Fertigungsgerecht konstruieren heißt: den Prozess kennen

Viele Probleme bei der Datenübergabe entstehen nicht durch fehlende Information, sondern durch fertigungsunfreundliche Geometrie. Drei häufige Konstruktionsfehler:

  • Zu enge Innenradien: Ein Eckradius von R0,2 mm in einer Tasche erfordert ein Werkzeug mit entsprechendem Durchmesser. Unterhalb von R0,5 mm steigen Werkzeugkosten und Standzeiten sprunghaft. R1,0 mm oder größer ist Standard und spart Geld.
  • Tiefen-Breiten-Verhältnis: Taschen mit einer Tiefe von mehr als dem Sechsfachen der Breite sind mit Standardwerkzeugen kaum zu fertigen. Eine 4 mm breite Tasche mit 30 mm Tiefe klingt nach einer einfachen Nut, ist aber ein Sonderauftrag.
  • Nicht zugängliche Flächen: Wenn zwei Bohrungen sich in einem Winkel von 15° überschneiden, braucht der Zerspaner einen Hinweis, welche Reihenfolge gewünscht ist und welche Fläche Vorrang hat. Das steht nie im Modell.

Betriebe mit moderner Ausstattung, wie sie etwa bei der CNC-Zerspanung im Raum München zu finden sind, können solche Geometrien oft trotzdem realisieren. Aber sie müssen es wissen, bevor sie das Programm schreiben, nicht danach.

Stückliste, Revisionstand und Zeichnungskopf

Ein Zeichnungskopf ist kein bürokratisches Relikt. Er enthält den Revisionsstand (A, B, C), das Ausgabedatum, den Namen des Konstrukteurs und das Änderungsdatum. Wenn ein Auftrag aus zehn Positionen besteht und drei davon in Revision B überarbeitet wurden, muss der Zerspaner auf einen Blick sehen können, welche Dateien er löschen und neu einlesen soll.

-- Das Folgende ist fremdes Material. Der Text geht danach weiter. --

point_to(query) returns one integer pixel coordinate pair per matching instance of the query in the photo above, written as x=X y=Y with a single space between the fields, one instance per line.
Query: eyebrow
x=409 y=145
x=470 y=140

Revisionsstände ohne Änderungsprotokoll sind wertlos. Ein sauberes Änderungsprotokoll enthält mindestens: Datum, geändertes Maß, alten Wert, neuen Wert, Grund. Zwei Zeilen pro Änderung reichen. Fehlt das, hat der Zerspaner keine Möglichkeit zu prüfen, ob er mit dem richtigen Stand arbeitet.

Checkliste vor der Datenübergabe

Eine kurze Prüfung vor dem Absenden verhindert die meisten Rückfragen:

  • STEP-Datei auf Geometriefehler geprüft (Lücken, umgekehrte Normalenvektoren)?
  • PDF-Zeichnung mit bemaßten Funktionsmaßen und Allgemeintoleranz beigefügt?
  • Oberflächengüte an allen relevanten Flächen eingetragen?
  • Werkstoffnummer vollständig, inkl. Zustand und Nachbehandlung?
  • Revisionsstand auf Zeichnung und Dateiname identisch?
  • Innenradien und Taschen auf Fertigbarkeit geprüft?

Wer diese sechs Punkte konsequent abarbeitet, reduziert Rückfragen auf ein Minimum und gibt dem Zerspaner die Grundlage, das Teil beim ersten Anlauf korrekt zu fertigen. Das spart Zeit auf beiden Seiten und hält die Kosten dort, wo sie hingehören: im Angebot, nicht in der Nachkalkulation.